Westminster attack victim Aysha Frade ‘using phone as car mowed her down’
Video report by ITV News correspondent Sejal Karia
Mother-of-two Aysha Frade was sending a text message to her husband when she was mowed down by an SUV in the Westminster Bridge attack
The 44-year-old PA was “completely unaware” that Khalid Masood had already run over five pedestrians, killing two, in the murderous rampage on March 22 last year.
He swerved to avoid a road sign and mounted the pavement, hitting her from behind, sending her flying across his windscreen and into the road where she was run over by a bus.
Detective Constable Simon Osland took the Old Bailey through a video compilation of CCTV clips of Mrs Frade’s final moments as her family in court looked away.
She was shown in the moments before the carnage looking at her phone as she sent a text to her husband John, while on her way to collect their two daughters from school.
Gareth Patterson QC, representing her family, asked: “Having been focused on her phone it’s clear, isn’t it, that at no stage do you see Aysha turning round or doing anything else, any movement to suggest that she heard the car or was aware of what was going to happen?
The officer replied: “She seemed completely unaware.”
Mr Patterson said: “She is looking at the phone, or possibly using or dealing with a text message or something like that?”
Mr Osland confirmed: “She was using her phone, yes.”

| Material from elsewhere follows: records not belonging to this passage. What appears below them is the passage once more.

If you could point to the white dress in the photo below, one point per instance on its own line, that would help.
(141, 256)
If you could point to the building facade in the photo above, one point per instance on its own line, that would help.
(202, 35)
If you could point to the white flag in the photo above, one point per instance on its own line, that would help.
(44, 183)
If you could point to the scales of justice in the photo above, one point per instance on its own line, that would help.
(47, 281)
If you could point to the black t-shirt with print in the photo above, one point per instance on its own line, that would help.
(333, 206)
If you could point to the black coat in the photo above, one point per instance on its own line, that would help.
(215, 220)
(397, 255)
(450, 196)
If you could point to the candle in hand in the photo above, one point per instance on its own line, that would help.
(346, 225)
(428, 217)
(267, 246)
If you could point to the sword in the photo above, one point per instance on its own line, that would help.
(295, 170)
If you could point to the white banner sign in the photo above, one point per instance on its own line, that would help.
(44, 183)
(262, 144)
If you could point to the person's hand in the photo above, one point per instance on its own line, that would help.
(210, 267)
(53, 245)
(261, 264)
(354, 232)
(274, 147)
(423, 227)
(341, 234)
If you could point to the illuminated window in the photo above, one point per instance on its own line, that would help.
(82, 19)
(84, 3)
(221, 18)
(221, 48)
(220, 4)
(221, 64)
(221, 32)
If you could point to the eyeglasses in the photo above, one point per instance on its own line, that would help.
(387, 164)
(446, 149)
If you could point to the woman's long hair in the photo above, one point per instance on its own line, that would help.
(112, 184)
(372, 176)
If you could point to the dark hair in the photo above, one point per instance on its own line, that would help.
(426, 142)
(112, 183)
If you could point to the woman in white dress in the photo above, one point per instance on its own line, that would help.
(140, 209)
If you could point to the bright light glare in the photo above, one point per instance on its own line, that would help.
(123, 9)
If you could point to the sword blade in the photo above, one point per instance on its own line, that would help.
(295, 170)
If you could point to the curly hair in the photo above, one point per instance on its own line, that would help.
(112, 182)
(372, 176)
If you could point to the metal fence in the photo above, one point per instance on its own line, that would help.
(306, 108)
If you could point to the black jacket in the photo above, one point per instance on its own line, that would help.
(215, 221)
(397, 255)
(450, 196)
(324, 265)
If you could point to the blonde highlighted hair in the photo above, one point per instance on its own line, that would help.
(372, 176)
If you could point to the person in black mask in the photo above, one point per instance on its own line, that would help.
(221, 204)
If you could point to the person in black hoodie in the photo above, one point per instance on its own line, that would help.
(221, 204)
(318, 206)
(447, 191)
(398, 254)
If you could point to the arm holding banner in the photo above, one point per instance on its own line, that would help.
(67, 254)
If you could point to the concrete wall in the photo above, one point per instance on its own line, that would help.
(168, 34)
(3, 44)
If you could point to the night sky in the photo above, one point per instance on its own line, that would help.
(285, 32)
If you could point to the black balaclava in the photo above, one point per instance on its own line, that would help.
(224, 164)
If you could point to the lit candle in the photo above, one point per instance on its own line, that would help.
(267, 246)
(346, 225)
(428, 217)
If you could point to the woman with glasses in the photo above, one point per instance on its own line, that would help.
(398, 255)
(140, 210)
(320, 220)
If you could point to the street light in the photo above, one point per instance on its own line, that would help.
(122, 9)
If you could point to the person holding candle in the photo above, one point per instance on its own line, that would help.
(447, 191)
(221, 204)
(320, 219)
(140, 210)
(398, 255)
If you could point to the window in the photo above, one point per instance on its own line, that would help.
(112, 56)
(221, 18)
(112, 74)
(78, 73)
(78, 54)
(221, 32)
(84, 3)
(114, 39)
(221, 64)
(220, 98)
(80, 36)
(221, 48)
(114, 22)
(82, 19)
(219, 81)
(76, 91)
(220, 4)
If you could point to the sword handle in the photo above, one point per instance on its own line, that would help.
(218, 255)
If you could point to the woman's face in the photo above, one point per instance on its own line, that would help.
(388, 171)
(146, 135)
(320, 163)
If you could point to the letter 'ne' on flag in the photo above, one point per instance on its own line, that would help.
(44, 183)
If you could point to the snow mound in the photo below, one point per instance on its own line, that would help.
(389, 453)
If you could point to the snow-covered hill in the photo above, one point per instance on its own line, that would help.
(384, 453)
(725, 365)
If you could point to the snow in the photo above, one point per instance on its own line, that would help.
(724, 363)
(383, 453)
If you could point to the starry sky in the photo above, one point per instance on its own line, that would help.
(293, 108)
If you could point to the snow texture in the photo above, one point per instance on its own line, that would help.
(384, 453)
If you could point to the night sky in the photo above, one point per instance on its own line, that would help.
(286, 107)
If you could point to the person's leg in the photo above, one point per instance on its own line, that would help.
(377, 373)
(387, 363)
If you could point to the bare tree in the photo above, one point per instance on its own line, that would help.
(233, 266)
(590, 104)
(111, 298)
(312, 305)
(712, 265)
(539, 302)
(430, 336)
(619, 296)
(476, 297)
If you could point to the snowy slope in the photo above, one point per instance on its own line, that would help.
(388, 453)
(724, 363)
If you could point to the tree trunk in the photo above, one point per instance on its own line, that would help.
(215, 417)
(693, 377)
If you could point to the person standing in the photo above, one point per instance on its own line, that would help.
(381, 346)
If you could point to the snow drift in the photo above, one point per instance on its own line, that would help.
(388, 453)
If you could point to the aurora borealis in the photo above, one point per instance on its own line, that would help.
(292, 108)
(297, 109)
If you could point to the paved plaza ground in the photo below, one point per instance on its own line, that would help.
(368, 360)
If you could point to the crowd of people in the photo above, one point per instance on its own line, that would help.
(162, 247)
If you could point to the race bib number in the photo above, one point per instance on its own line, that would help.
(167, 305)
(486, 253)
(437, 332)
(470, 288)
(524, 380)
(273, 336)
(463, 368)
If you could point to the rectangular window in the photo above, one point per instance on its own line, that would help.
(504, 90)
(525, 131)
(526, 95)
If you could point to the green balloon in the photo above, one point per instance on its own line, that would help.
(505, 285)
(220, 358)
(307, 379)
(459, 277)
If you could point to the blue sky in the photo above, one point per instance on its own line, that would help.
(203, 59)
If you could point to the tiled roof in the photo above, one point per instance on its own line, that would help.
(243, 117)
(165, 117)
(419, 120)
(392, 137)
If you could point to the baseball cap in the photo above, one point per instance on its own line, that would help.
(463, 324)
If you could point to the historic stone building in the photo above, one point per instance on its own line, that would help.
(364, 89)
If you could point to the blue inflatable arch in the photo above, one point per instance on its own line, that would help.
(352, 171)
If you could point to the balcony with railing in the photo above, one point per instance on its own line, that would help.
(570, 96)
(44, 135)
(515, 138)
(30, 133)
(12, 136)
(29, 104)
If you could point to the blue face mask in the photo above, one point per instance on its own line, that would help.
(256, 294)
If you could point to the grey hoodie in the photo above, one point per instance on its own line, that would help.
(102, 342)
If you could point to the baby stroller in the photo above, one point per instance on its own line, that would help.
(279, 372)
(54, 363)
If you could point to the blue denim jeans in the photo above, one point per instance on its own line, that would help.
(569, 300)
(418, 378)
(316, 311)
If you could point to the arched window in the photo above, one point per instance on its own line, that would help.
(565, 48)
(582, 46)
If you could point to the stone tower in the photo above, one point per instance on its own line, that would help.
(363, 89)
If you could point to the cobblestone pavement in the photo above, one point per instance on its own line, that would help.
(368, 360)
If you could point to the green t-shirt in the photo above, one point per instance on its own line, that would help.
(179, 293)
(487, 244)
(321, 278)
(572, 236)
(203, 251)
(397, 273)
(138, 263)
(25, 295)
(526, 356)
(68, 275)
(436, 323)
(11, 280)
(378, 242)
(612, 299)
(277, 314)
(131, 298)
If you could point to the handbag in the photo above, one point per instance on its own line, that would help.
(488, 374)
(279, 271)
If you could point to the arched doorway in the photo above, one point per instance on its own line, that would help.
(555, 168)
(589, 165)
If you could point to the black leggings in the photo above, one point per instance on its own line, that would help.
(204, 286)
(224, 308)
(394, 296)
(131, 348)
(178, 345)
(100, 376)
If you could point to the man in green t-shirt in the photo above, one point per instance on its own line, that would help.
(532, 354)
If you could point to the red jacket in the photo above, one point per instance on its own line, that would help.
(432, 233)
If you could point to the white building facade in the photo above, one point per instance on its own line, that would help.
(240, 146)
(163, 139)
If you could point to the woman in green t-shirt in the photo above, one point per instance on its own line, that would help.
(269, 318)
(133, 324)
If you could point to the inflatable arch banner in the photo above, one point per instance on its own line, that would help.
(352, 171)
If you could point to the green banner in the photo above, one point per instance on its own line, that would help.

The lawyer said a pathologist had concluded her death would have been “instantaneous and would have been without suffering”.
Graphic photos and videos had been posted on the internet of Mrs Frade’s body by passers-by, causing “real distress to the family”, he said.
He added: “Despite efforts to have them taken down because of the distress caused, to this day there are images on the internet.”
Bus passenger Rob English picked up Mrs Frade’s phone from the road and answered a call from her husband John.
Mr English told him there had been a terrible accident and advised him to get to the bridge as his wife’s body lay pinned beneath the wheels.
Pc Kirsty Bambrough stayed with Mrs Frade for a number of hours, even though medics quickly realised her injuries were “absolutely incompatible with life”.
The officer broke down as she recalled the “horrific injuries” to Mrs Frade’s face and head, and tearfully gave her condolences to the family, who thanked her as she left court.
Rob Lyon told how he banged on the side of the bus in an attempt to stop it, moments before Mrs Frade was crushed under its wheels.
Mr Lyon had been returning to his hotel from Millbank when a colleague shouted: “Get out of the way.”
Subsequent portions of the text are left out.